20 years after Sept. 11, NC’s first Muslim woman official still sees its effects
Parents want to protect their children. Nida Allam’s parents did.
Allam, a Durham County Commissioner and the first Muslim woman to hold elected office in North Carolina, was in third grade when the World Trade Center was attacked by Islamic extremists. Her parents tried to insulate their daughters from the aftermath, but they weren’t at school with their children.
At school, Allam’s teacher asked her to stand up and tell the class about her faith. At first, she didn’t mind it.
“When you’re a kid, when you’re getting that type of attention, you’re like, ‘Oh, this is something cool,” Allam says. “But then they started getting into questions about 9/11, and I was like, ‘I have no idea what this is. I don’t know what’s going on. And what does this have to do with me, or Muslims?’”
The Sept. 11 plane attacks were horrific; the subsequent treatment of Muslims in the United States has been horrific. Both of these things can be true.
As we contemplate the 20th anniversary of the attacks, we must also consider the consequences. For young adults, these consequences have shaped our worldviews. For young Muslim adults, these consequences have shaped everything.
Allam’s sisters and mother wore the hijab. They were spat on at the grocery store. Her mother, a substitute teacher, had students ask if she was Osama bin Laden’s cousin. Even though Allam wanted to begin wearing the hijab like the women in her family, her family made her wait.
“Muslim women definitely get targeted a lot more, especially [those] who wear hijab,” Allam says, comparing the experience of Muslim men and women. “We stick out like a sore thumb like in a crowd.”
That visibility has had violent consequences.
In 2015, three students—Razan Mohammad Abu-Salha, Yusor Mohammad Abu-Salha, and Deah Shaddy Barakat—were killed in their Chapel Hill apartment.
The shooter, Craig Hicks, had antagonized other neighbors of color in the past, according to the Durham County DA’s office. He was also very vocal about his hatred of organized religion. Allam, who was friends with the trio, says things didn’t escalate until the sisters, both hijabis, were there.

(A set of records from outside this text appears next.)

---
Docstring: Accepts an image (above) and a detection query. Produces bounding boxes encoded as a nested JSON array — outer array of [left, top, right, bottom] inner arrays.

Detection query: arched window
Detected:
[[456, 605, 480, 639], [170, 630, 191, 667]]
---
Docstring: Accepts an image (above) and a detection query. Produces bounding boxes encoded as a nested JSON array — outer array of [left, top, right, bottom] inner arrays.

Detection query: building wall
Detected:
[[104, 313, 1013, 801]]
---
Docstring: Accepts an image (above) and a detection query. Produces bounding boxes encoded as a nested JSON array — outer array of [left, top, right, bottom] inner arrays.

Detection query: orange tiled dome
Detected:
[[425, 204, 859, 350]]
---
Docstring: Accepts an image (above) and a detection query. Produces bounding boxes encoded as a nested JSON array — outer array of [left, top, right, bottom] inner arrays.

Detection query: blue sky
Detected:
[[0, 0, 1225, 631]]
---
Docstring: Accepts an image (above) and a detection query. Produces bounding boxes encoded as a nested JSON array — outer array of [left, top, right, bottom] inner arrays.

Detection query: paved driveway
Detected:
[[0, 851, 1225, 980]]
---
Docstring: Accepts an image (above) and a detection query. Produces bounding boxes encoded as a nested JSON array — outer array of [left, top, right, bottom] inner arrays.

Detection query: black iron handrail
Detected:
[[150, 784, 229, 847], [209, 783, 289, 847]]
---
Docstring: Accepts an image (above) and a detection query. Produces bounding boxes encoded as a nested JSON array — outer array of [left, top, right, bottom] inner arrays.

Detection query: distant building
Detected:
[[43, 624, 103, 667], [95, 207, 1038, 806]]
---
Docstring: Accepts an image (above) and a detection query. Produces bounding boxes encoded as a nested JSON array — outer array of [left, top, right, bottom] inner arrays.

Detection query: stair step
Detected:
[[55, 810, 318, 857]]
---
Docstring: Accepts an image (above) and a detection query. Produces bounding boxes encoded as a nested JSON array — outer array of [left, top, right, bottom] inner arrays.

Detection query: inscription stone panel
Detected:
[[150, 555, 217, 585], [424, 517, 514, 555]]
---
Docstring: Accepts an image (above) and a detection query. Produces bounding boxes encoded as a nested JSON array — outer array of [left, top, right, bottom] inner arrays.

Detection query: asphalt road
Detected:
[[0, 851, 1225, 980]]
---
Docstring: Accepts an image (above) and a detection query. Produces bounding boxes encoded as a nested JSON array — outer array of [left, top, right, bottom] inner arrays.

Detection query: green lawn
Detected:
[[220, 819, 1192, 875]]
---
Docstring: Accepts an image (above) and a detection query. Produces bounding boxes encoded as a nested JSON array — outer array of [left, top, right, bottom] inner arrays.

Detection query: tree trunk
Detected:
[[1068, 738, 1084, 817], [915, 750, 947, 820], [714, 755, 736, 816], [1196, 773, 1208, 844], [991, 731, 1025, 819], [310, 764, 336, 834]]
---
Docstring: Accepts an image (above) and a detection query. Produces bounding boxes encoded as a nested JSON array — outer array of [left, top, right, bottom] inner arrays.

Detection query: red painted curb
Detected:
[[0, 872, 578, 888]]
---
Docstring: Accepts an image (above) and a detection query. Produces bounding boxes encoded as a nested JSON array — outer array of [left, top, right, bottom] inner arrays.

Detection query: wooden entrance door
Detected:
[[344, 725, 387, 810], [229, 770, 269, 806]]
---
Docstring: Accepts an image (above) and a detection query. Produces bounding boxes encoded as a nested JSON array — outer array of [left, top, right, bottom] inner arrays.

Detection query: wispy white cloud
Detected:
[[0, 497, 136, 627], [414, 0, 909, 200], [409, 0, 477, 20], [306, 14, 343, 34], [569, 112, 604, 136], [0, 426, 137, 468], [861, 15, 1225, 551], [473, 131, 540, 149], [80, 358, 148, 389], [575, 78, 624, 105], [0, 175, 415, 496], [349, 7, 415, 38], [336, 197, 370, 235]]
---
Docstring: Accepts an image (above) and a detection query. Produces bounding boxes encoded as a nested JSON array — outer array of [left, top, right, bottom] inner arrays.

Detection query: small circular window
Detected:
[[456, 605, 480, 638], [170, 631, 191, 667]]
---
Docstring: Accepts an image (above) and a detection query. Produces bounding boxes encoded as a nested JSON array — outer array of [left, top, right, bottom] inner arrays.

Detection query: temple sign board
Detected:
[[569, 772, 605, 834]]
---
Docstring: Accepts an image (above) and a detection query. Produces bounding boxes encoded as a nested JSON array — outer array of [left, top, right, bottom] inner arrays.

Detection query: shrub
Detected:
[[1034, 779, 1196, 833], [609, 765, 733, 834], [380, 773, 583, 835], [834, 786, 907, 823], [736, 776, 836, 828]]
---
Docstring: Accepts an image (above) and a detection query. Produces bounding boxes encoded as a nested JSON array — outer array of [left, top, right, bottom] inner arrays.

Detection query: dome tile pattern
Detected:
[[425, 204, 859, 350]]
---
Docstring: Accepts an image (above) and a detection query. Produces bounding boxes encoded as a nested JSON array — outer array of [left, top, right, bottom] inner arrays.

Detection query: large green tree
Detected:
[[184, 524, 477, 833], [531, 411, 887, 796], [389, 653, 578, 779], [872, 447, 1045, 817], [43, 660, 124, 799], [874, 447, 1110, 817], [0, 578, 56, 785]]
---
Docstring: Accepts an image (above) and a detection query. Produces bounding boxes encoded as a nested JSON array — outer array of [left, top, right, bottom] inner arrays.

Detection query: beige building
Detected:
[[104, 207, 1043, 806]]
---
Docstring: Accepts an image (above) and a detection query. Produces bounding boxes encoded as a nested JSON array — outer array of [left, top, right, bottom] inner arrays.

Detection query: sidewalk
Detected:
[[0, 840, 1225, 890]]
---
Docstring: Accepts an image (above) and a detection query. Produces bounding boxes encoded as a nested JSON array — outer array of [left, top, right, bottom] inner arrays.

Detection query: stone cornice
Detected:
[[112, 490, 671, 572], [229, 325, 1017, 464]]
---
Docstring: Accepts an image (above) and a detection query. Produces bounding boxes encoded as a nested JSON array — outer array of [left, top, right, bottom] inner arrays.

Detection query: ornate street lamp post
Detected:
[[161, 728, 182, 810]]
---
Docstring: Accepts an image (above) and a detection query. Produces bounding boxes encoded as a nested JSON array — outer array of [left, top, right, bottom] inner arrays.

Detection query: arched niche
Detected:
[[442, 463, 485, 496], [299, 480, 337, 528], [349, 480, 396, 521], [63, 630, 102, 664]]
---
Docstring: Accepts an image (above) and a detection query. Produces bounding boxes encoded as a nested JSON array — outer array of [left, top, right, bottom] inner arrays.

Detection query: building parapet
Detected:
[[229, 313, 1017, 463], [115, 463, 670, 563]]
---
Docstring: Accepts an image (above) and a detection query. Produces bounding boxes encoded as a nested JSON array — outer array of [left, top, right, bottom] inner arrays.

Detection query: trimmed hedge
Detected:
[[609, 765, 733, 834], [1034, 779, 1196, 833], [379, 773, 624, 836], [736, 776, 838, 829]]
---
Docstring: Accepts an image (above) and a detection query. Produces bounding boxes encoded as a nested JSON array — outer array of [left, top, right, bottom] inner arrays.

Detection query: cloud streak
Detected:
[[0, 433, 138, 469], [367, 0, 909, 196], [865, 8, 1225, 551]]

Their deaths led Allam to become involved in local politics. She says Muslim voices were needed in all conversations, including and especially in politics. As late as 2013, Republican members of the General Assembly stoked fears of Sharia being used in the U.S. by comparing it to the attack on Pearl Harbor. That led to North Carolina’s ban on “foreign law,” which is still on the books.
“We were put into this bubble, that we had to condemn every action by someone overseas,” Allam says. “But then no one would ever condemn actions against us. No one would ever stand up for us.”

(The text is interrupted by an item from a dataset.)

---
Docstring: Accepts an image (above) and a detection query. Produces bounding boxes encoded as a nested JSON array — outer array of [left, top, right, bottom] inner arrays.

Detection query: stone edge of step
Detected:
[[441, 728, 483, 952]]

Awareness of anti-Muslim bias may be growing, but stereotyping and harassment are still prevalent. Even in Durham, Allam has experienced Islamophobia from liberals after stepping into politics, and worries it’ll cause her family to be targeted.
“During my election, there was somebody who was working the polls for one of the other candidates who stood by and told voters, ‘No one’s gonna vote for her because of that thing on her head,’” Allam says. “And this is a Democrat.”

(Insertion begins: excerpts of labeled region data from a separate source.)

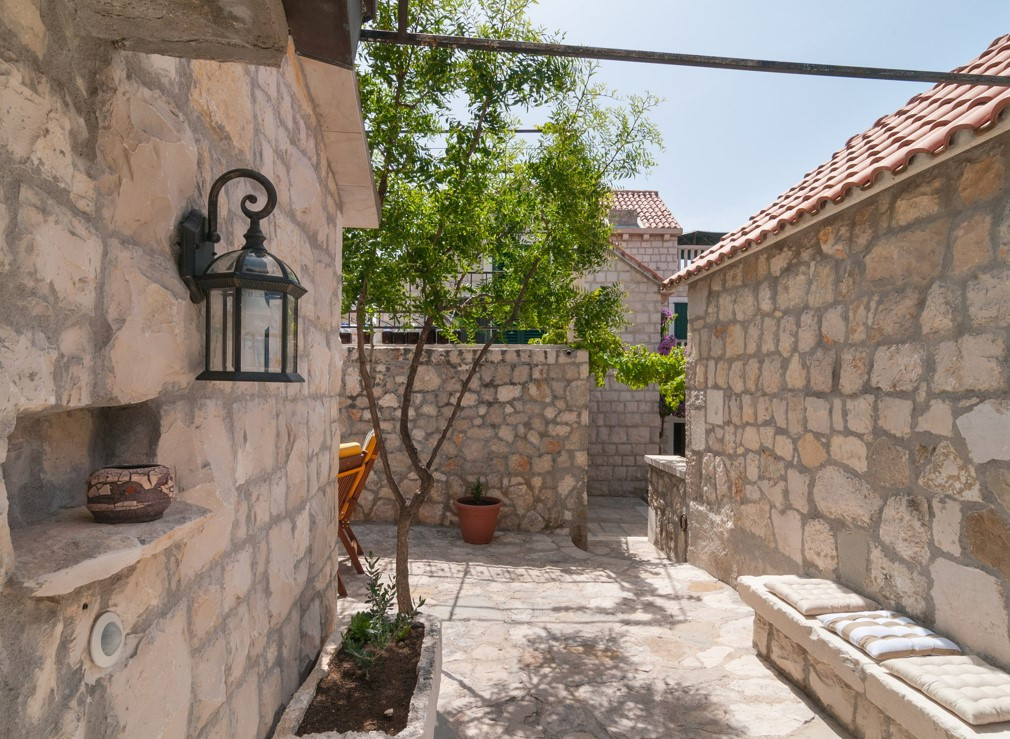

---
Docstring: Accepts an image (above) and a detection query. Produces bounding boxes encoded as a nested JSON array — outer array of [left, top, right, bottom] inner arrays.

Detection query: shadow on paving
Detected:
[[436, 629, 740, 739], [346, 524, 841, 739]]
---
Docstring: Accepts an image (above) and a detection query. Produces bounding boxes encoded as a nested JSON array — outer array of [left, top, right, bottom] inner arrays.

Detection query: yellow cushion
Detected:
[[340, 442, 362, 459]]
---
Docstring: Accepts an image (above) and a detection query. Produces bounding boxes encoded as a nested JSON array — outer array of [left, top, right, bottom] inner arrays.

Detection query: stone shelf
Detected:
[[10, 500, 211, 598]]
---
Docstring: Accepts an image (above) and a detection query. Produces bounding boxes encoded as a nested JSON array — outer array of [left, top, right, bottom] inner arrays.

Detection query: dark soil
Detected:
[[298, 624, 424, 736]]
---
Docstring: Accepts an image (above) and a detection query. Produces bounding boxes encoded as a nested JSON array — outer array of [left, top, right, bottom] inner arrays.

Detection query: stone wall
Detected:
[[0, 0, 343, 737], [645, 454, 688, 562], [614, 227, 680, 278], [687, 135, 1010, 665], [341, 345, 590, 547], [586, 248, 676, 498]]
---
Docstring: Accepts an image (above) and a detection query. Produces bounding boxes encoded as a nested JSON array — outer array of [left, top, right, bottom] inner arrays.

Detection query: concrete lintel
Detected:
[[645, 454, 688, 479], [75, 0, 288, 67]]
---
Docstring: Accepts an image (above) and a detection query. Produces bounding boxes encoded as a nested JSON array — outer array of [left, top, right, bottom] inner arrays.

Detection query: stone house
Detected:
[[585, 190, 686, 496], [0, 0, 378, 737], [666, 36, 1010, 666]]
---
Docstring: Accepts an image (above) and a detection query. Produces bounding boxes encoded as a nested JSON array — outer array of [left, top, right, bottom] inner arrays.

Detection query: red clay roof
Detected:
[[664, 34, 1010, 288], [613, 190, 681, 228]]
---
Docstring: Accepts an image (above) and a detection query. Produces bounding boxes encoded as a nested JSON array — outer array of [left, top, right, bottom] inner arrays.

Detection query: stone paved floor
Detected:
[[345, 499, 845, 739]]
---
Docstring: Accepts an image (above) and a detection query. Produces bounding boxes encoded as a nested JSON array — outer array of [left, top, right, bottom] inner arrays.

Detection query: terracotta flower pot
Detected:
[[88, 464, 176, 523], [453, 497, 502, 544]]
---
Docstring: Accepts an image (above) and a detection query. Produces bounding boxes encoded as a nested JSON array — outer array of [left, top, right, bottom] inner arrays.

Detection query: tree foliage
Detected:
[[343, 0, 659, 610]]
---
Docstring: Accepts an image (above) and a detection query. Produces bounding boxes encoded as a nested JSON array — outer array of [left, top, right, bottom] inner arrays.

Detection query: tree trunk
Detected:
[[396, 506, 414, 613]]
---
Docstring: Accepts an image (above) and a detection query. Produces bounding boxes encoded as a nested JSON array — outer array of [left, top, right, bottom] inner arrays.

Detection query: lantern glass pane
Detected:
[[207, 288, 235, 372], [287, 298, 298, 373], [241, 288, 284, 373], [207, 254, 242, 275], [242, 250, 284, 278]]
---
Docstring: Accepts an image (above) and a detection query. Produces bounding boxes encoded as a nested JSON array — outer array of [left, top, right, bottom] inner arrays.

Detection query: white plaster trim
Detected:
[[664, 115, 1010, 288]]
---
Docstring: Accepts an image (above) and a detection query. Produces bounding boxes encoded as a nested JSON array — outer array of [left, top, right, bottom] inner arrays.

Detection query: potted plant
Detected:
[[275, 553, 441, 739], [456, 480, 502, 544]]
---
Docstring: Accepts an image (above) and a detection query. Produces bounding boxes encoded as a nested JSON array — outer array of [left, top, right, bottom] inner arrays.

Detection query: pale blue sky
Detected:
[[530, 0, 1010, 230]]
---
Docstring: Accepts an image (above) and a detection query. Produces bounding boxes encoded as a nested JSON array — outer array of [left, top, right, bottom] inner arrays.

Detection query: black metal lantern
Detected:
[[179, 170, 306, 383]]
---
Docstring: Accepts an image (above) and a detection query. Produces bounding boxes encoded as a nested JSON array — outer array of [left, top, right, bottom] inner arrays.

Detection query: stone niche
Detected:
[[3, 403, 161, 529]]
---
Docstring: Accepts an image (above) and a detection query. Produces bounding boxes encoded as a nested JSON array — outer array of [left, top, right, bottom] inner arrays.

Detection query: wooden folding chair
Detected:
[[336, 431, 379, 574]]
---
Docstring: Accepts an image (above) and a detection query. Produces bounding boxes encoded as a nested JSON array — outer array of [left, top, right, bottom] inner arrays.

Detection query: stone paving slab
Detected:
[[346, 498, 846, 739]]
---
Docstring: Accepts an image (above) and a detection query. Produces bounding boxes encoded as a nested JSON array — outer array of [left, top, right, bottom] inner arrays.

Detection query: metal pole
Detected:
[[396, 0, 408, 39], [362, 29, 1010, 87]]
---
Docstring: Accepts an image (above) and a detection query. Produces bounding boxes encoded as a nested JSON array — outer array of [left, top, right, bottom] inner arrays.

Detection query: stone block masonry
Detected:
[[645, 454, 688, 562], [0, 0, 344, 739], [340, 345, 590, 547], [586, 248, 676, 498], [687, 133, 1010, 666]]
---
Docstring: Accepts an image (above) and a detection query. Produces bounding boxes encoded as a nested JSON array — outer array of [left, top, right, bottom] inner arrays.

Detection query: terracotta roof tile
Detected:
[[613, 190, 681, 228], [664, 34, 1010, 287], [610, 243, 663, 283]]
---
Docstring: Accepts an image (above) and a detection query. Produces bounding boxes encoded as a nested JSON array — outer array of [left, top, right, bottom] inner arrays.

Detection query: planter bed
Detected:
[[274, 603, 441, 739]]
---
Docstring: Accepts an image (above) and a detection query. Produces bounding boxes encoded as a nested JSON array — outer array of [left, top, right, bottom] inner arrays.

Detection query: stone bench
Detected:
[[737, 576, 1010, 739]]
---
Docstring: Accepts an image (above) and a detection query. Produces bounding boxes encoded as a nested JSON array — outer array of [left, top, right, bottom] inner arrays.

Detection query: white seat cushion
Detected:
[[765, 574, 877, 616], [817, 611, 961, 659], [884, 654, 1010, 726]]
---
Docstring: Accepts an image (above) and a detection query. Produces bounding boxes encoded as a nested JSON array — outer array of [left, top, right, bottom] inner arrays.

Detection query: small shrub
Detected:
[[469, 478, 484, 506], [340, 552, 424, 669]]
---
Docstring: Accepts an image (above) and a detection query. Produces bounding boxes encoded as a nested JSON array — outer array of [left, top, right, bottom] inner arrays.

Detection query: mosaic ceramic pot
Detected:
[[88, 464, 176, 523]]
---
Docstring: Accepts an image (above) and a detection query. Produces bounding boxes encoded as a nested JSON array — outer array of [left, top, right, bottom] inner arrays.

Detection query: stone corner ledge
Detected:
[[645, 454, 688, 478], [10, 499, 213, 598]]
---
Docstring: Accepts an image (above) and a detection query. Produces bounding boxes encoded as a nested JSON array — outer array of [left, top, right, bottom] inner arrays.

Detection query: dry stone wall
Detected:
[[0, 0, 343, 737], [586, 248, 676, 498], [687, 135, 1010, 665], [341, 345, 590, 546]]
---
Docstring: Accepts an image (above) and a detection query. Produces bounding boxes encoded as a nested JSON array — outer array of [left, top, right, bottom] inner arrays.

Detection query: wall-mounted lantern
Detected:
[[179, 170, 306, 383]]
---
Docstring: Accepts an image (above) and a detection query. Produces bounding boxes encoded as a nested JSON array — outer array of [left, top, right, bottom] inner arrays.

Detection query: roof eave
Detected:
[[662, 115, 1010, 295]]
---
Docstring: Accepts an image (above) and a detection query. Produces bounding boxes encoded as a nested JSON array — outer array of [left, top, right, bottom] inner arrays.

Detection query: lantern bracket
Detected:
[[179, 168, 277, 303]]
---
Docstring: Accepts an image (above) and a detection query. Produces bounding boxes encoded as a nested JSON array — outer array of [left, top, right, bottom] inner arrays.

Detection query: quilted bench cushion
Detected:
[[765, 575, 877, 616], [884, 655, 1010, 726], [817, 611, 961, 659]]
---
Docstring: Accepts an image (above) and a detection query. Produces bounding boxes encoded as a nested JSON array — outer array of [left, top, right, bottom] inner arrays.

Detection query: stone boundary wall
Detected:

After her election, she received 15 voicemails from another Durham community member where she was repeatedly referred to as “that Muslim woman,” and asked about her birth certificate.
Twenty years after the Sept. 11 attacks, North Carolina and many other states prepare to welcome Afghan refugees into the country following U.S. withdrawal from the country. Allam advises the community to be patient and empathetic with them.
“They didn’t run away from the problem; no, they escaped for their lives,” she says. “Be good human beings to each other.”